[Dev UX] Add auto-detection for VLLM_PRECOMPILED_WHEEL_VARIANT during install (#32948)

Signed-off-by: mgoin <mgoin64@gmail.com> Signed-off-by: Michael Goin <mgoin64@gmail.com> Co-authored-by: Shengqi Chen <i@harrychen.xyz>
2026-01-23 22:15:17 -05:00
parent c0d820457a
commit d0cbac5827
2 changed files with 51 additions and 6 deletions
--- a/docs/getting_started/installation/gpu.cuda.inc.md
+++ b/docs/getting_started/installation/gpu.cuda.inc.md
@@ -118,7 +118,7 @@ There are more environment variables to control the behavior of Python-only buil

 * `VLLM_PRECOMPILED_WHEEL_LOCATION`: specify the exact wheel URL or local file path of a pre-compiled wheel to use. All other logic to find the wheel will be skipped.
 * `VLLM_PRECOMPILED_WHEEL_COMMIT`: override the commit hash to download the pre-compiled wheel. It can be `nightly` to use the last **already built** commit on the main branch.
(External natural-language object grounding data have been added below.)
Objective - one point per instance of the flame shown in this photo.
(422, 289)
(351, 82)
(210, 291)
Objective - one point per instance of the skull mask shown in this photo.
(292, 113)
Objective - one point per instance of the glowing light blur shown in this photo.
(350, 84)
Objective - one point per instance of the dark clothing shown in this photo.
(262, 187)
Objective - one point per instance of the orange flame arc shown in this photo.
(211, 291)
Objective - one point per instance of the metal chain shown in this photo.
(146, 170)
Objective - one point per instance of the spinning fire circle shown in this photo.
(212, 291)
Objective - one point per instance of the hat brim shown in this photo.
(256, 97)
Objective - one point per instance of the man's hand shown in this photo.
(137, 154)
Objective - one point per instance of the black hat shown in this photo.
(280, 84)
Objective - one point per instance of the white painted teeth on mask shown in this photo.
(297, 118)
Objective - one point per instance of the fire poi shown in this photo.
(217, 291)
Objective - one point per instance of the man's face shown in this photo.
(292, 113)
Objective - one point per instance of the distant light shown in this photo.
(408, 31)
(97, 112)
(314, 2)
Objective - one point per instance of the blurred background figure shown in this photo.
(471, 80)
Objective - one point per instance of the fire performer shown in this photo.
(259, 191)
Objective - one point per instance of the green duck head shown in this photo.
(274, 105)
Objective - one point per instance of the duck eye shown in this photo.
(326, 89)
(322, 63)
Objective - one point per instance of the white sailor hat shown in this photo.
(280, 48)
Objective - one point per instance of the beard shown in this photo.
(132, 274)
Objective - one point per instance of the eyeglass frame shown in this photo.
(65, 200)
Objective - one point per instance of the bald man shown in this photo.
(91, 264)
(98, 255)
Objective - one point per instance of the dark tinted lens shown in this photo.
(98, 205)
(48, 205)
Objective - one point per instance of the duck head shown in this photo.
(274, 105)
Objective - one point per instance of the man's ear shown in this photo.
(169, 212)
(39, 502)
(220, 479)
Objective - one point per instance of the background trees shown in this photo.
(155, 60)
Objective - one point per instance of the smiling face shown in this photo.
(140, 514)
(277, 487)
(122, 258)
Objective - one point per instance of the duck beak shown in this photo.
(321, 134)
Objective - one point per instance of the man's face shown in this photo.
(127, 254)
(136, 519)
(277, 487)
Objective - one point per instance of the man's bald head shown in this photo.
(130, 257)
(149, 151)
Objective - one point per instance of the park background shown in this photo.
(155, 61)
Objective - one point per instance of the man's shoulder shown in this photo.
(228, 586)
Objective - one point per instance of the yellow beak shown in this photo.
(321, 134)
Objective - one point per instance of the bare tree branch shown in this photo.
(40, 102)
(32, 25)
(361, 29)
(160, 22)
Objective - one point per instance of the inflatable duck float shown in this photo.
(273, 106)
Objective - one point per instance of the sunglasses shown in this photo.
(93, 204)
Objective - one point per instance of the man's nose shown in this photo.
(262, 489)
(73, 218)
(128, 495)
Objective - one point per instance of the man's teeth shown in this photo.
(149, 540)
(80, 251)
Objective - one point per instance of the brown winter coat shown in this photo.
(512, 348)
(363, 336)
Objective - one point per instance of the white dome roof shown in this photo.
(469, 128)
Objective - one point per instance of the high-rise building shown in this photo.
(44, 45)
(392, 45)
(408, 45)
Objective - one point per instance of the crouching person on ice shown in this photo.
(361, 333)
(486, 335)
-* `VLLM_PRECOMPILED_WHEEL_VARIANT`: specify the variant subdirectory to use on the nightly index, e.g., `cu129`, `cpu`. If not specified, the CUDA variant with `VLLM_MAIN_CUDA_VERSION` will be tried, then fallback to the default variant on the remote index.
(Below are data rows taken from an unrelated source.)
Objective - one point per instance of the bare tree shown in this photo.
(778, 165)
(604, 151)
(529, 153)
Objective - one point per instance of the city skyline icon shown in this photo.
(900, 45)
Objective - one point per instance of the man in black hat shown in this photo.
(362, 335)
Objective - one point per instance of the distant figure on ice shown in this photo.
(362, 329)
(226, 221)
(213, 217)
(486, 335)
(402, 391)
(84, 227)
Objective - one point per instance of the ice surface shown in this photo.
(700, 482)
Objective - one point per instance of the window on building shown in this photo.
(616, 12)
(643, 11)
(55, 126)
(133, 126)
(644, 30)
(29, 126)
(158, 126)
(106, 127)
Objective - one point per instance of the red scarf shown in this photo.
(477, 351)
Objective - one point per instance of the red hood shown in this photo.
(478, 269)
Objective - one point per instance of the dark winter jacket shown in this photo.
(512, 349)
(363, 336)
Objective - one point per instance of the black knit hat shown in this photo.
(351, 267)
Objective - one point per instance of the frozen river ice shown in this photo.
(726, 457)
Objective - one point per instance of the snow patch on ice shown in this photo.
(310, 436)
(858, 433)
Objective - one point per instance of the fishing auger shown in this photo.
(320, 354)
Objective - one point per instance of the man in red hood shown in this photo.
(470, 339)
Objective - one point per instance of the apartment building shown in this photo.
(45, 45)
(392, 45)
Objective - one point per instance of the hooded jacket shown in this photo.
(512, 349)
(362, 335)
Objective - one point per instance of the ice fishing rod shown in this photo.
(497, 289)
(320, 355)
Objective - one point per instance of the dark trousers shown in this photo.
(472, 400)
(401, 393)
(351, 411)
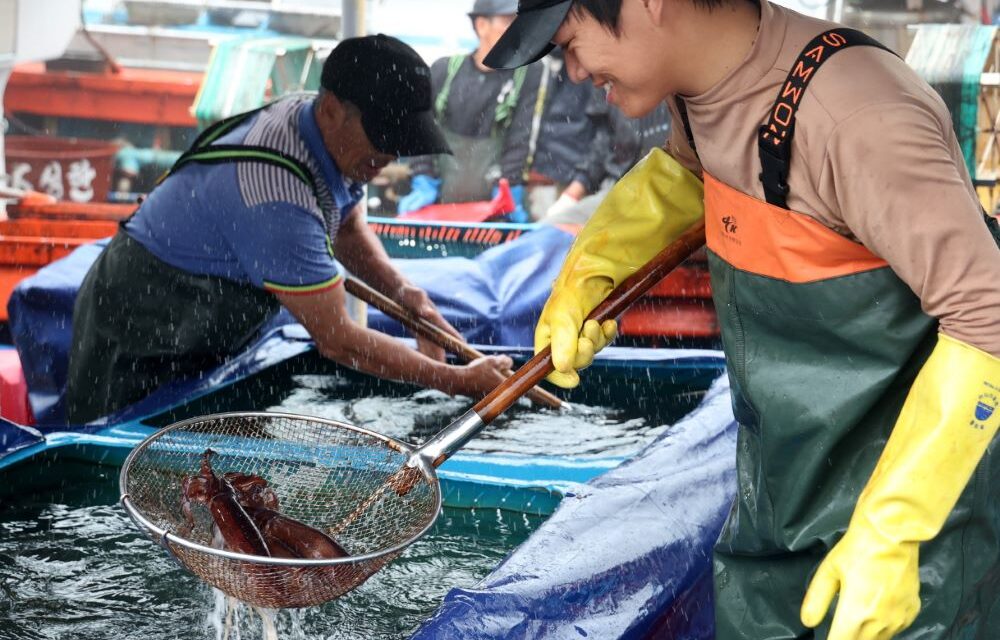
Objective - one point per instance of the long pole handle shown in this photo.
(633, 287)
(437, 335)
+* `VLLM_PRECOMPILED_WHEEL_VARIANT`: specify the variant subdirectory to use on the nightly index, e.g., `cu129`, `cu130`, `cpu`. If not specified, the variant is auto-detected based on your system's CUDA version (from PyTorch or nvidia-smi). You can also set `VLLM_MAIN_CUDA_VERSION` to override auto-detection.

 You can find more information about vLLM's wheels in [Install the latest code](#install-the-latest-code).